Mobile Tech Separation Anxiety

I know we talk about how dependent we’ve become on modern technology, especially our cell phones. While some people would say it’s bad, I don’t usually have an issue with it. I like being connected and knowing that if something were to happen I have a connection to the world at my fingertips. I suppose the unhealthy part is the anxiety one gets when they decide to leave their phone at home.

A couple Thursdays ago, Jon and I took a walk downtown. The original plan was to make a big loop, so I figured I wouldn’t need my phone. It was just a walk and any calls or texts I might get could wait.
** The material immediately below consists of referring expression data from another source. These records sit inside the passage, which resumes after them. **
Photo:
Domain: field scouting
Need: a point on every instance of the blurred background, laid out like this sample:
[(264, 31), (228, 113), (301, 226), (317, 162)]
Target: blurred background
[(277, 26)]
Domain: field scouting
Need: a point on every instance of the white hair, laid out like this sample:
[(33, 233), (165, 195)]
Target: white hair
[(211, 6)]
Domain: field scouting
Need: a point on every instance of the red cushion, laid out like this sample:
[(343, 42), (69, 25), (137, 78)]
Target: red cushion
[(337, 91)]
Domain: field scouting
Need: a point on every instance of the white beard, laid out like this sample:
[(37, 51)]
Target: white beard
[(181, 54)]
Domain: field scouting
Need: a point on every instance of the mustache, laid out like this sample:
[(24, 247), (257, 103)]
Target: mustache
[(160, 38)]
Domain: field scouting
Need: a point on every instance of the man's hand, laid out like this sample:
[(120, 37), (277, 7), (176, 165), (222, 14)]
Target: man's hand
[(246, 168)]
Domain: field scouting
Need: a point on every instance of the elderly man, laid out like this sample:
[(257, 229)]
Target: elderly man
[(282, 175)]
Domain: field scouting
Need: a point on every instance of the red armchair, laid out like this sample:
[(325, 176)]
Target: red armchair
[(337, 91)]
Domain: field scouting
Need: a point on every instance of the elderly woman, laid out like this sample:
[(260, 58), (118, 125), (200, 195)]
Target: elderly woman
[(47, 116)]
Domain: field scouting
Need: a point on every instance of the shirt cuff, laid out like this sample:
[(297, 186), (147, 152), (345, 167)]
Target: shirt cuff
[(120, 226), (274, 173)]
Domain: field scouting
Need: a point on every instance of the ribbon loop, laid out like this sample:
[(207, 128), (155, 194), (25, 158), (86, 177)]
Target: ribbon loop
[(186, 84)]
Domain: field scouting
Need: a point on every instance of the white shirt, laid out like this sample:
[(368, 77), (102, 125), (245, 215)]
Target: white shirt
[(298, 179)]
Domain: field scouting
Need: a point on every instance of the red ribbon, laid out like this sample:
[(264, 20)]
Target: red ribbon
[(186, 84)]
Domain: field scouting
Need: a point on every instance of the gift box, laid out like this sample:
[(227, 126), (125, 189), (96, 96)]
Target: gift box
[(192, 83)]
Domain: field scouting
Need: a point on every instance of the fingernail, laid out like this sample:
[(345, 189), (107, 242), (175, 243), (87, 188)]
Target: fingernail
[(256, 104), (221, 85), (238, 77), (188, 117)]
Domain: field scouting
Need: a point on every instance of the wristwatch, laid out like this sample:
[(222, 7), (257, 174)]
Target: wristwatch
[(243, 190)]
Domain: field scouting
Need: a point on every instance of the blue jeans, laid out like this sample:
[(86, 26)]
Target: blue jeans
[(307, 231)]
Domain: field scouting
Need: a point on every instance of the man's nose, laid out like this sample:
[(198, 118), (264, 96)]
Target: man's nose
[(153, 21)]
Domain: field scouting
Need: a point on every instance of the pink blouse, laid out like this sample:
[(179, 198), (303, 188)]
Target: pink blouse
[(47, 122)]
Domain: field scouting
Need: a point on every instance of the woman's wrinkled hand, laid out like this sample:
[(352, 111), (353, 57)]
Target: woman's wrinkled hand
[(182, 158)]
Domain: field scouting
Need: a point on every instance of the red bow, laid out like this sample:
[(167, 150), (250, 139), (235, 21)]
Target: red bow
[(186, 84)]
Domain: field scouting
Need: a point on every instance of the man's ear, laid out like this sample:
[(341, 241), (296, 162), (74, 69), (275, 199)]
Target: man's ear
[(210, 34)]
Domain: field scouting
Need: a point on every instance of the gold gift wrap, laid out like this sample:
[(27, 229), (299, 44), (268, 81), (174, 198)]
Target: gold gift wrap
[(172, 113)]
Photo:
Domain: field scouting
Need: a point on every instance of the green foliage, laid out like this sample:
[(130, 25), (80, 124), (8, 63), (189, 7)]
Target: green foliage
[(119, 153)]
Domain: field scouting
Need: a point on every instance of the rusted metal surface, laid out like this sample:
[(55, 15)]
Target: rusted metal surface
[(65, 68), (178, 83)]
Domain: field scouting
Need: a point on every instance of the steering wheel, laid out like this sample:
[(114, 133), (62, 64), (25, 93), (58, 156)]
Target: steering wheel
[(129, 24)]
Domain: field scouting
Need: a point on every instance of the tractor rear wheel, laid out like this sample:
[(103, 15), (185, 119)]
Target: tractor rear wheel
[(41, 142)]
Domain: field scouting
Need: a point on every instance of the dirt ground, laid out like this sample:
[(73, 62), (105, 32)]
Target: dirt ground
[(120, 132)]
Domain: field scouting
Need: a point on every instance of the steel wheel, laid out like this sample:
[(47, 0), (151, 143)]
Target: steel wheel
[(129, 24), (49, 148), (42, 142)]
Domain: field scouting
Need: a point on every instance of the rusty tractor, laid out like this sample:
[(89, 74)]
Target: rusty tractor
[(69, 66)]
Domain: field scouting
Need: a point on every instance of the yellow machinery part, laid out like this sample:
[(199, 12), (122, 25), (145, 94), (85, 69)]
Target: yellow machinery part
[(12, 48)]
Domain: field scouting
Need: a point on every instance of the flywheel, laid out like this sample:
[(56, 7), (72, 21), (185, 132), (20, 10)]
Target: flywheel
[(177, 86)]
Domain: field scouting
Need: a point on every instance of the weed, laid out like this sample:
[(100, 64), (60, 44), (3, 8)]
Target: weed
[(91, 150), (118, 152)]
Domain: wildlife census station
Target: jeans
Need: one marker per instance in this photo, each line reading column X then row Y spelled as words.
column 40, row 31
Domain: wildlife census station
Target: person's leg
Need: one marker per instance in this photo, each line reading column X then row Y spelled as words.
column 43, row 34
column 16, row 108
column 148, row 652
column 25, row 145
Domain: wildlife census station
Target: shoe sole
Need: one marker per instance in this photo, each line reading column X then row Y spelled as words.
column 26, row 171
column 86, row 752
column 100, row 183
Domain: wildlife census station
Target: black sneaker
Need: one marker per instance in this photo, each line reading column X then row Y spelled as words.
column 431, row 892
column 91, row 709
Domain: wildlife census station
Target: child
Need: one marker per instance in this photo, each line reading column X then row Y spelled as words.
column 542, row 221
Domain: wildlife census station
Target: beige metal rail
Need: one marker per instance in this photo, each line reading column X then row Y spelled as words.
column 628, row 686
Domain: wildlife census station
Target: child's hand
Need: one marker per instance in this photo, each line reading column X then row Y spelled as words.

What I didn’t count on was that I’d be able to talk him in to stopping at the Discovery Center for the Go See It lecture (which I highly recommend if you’re in the MHK area…free, every third Thursday of the month).

I was okay at the beginning of the lecture, and then I started to realize that there were certain key things I couldn’t do, like check into Swarm (previously Foursquare), Tweet things, and add notes to Evernote. While the lecture was interesting, it felt weird not to have the ability to keep my hands busy or switch my attention periodically.

I didn’t go crazy from this. My brain didn’t explode, my phone wasn’t full of texts from people who needed me desperately in the short time I was off the grid, and my tech separation anxiety didn’t even compare to some of the social anxiety that still creeps up on me.

Still, I like having my phone with me. It’s like a security blanket. It makes me feel connected and it reminds me that I have a way to communicate if something should happen. I think back to the days when I’d make that drive from college to home with no cell phone. In hindsight, it seems scary…and I did run into a few instances when a cell phone would have been helpful. Luckily, people were nice enough to stop. Now I think people are too scared to stop and help strangers. And I might be too scared to take the help.

On the other side of the coin, as someone who tends to lose focus really easily, not having my phone forced me to pay attention to the lecture rather than letting my mind and attention wander to my phone. I’ve been on a mission to try to focus on one project at a time, because I find that I get more done than when I try to super-multitask. It also lowers my stress level and keeps me from getting overwhelmed.

No, I didn’t die from not having my phone this time, and even though it worked out in the end, I don’t think I’m one of those people who will make it a point of leaving my phone at home all the time. We’re just too attached.

Plus, you never know when you’re going to need to log a note or send an important text.